Let’s build a frequency table for the categorical variable study_method:

# Frequency (counts)
freq = df["study_method"].value_counts().rename("f")

# Relative frequency (percentages)
rel_freq = (freq / len(df) * 100).round(1).rename("percent")

# Combine into one DataFrame
table = (
    pd.concat([freq, rel_freq], axis=1)
    .reset_index()
    .rename(columns={"index": "study_method"})
    .sort_values("f", ascending=False)
)

print(table)

This prints a table like:

study_method         f  percent
practice_tests      36    30.0
flashcards          34    28.3
rereading           30    25.0
mixed               20    16.7

This mirrors the frequency tables earlier in the chapter, but now the numbers come from data you could plausibly collect in a real study skills experiment.

Histogram of sleep hours

Now make a histogram of the continuous variable sleep_hours:

import matplotlib.pyplot as plt

plt.hist(df["sleep_hours"], bins=10, edgecolor="black")
plt.xlabel("Sleep hours (weeknight average)")
plt.ylabel("Number of students")
plt.title("Distribution of sleep duration")
plt.show()

When you look at the plot, ask:

  • Where is the data clustered (what is the mode)?

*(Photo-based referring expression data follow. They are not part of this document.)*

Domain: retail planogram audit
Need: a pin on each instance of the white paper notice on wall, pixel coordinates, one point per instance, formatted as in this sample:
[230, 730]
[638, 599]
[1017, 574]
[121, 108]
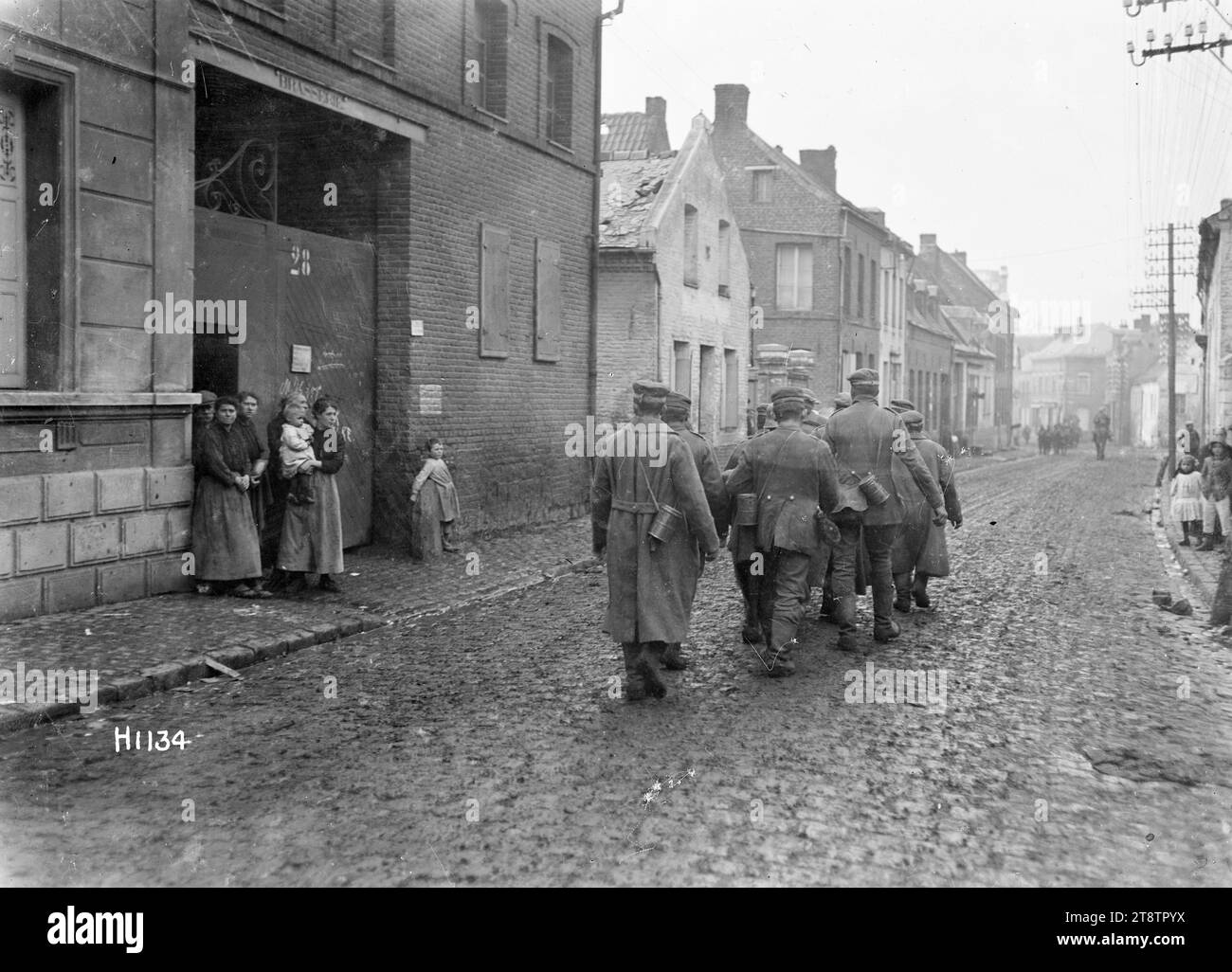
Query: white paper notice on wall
[430, 399]
[300, 359]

  • Are there students sleeping very little or a lot (potential outliers)?

  • Does the shape look roughly symmetric, or skewed?

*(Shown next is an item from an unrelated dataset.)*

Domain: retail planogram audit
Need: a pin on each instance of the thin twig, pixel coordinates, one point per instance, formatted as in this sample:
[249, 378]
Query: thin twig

Bar chart for study methods

For the categorical study_method variable, use a bar chart:

freq = df["study_method"].value_counts().sort_values(ascending=False)

plt.bar(freq.index, freq.values)
plt.ylabel("Number of students")
plt.title("Preferred study method")
plt.xticks(rotation=20)
plt.show()

Notice that the bars are separated (this is categorical, not continuous) and we have ordered them from most common to least common.

4.6 What you should take away

By the end of this chapter and lab you should be able to:

  • construct frequency tables for categorical and grouped continuous data,

  • choose appropriate visualizations (histograms for continuous data, bar charts for categorical data),

  • interpret the shape of a distribution (center, spread, skewness),

  • and run a small, reproducible analysis by loading load_sleep_study() from the PyStatsV1 repository.

In later chapters we will reuse this same dataset when we talk about measures of central tendency, variability, and eventually correlation and regression. That way the plots and statistics you see in the text are always tied to a concrete psychological story.